The weather anomaly El Nino caused drought in India and Indonesia and record high temperatures in Australia during the year, the U.S. National Oceanic and Atmospheric Administration (NOAA) said.Scorching temperatures and lack of rain caused severe drought over half the United States this past summer. A series of storms and an active hurricane season brought rain aplenty to the southern and eastern U.S., but about one-third of the country is still drought-stricken.
Still, the average temperature for 2002 for the contiguous United States is expected to be 53.6 degrees F (12 degrees Celsius), about one-half degree cooler than 2001, NOAA said.
"There is a clear trend toward warmer conditions, and it is a very significant trend," said Tom Karl, director of NOAA's national climate data center.

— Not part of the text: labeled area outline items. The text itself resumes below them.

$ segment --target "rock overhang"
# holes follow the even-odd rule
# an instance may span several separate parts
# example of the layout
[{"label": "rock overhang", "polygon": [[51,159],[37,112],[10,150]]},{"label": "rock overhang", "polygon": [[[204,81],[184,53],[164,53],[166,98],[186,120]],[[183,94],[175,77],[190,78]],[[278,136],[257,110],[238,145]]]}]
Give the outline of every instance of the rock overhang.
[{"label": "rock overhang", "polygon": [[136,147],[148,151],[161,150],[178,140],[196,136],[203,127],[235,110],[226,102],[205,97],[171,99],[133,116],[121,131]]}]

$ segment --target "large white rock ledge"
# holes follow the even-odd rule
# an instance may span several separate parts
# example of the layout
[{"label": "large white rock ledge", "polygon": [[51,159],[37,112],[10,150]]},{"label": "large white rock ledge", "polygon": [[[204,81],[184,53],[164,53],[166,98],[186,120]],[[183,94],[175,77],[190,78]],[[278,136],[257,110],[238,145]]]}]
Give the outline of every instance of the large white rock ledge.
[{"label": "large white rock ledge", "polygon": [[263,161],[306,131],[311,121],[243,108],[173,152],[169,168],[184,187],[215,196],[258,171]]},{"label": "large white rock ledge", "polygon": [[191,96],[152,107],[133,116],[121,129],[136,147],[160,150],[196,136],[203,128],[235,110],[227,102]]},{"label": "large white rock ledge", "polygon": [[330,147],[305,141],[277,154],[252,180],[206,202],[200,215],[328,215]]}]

In its winter forecast last week, NOAA meteorologists said El Nino will affect U.S. weather through March or April, bringing a mild winter to the northern half of the country while pounding the South and East with more storms.
El Nino is an abnormal warming of waters in the Pacific Ocean that wreaks havoc on global weather patterns.
Forecasters said the current El Nino will not be as devastating as in 1997-1998 when nearly 25,000 people died due to weather-related conditions. That El Nino also caused billions of dollars in damages due to drought in Indonesia and floods in Ecuador and Peru.
The average global temperature in 2002 rose nearly 1 degree from last year to 57.8 degrees Fahrenheit (14.3 degrees C), the second-warmest year since the United States started tracking weather data in 1880. The highest temperature on record was 58.0 F (14.4 degrees C) in 1998.
Nine of the 10 warmest years recorded on earth since 1880 have occurred since 1990, NOAA said.
During 2002, scientists saw the greatest surface melt on the Greenland ice sheet in the 24 years that satellites have monitored the formation and a record low in Arctic sea ice in September.
NOAA collects weather data from satellites, ships, ocean buoys and climate stations around the world.
MORE FOREST FIRES
NOAA cautioned on Tuesday that drought in the northern U.S. Rockies would worsen this winter, setting the stage for a repeat of the tinder-like conditions that burned an estimated 7 million acres (2.8 million hectares) of forest land last summer.
"When we say warmer and drier in Wyoming, Idaho and Montana, that could be a significant problem next year," said James Laver, director of NOAA's climate prediction center, referring to potential forest fires.
The Bush administration recently proposed removing small trees and brush that help spread wildfires by skirting some environmental rules that slow the removal process. Green groups have challenged the plan, saying logging companies would exploit the relaxed measures to commercially harvest timber under the guise of forest-thinning projects.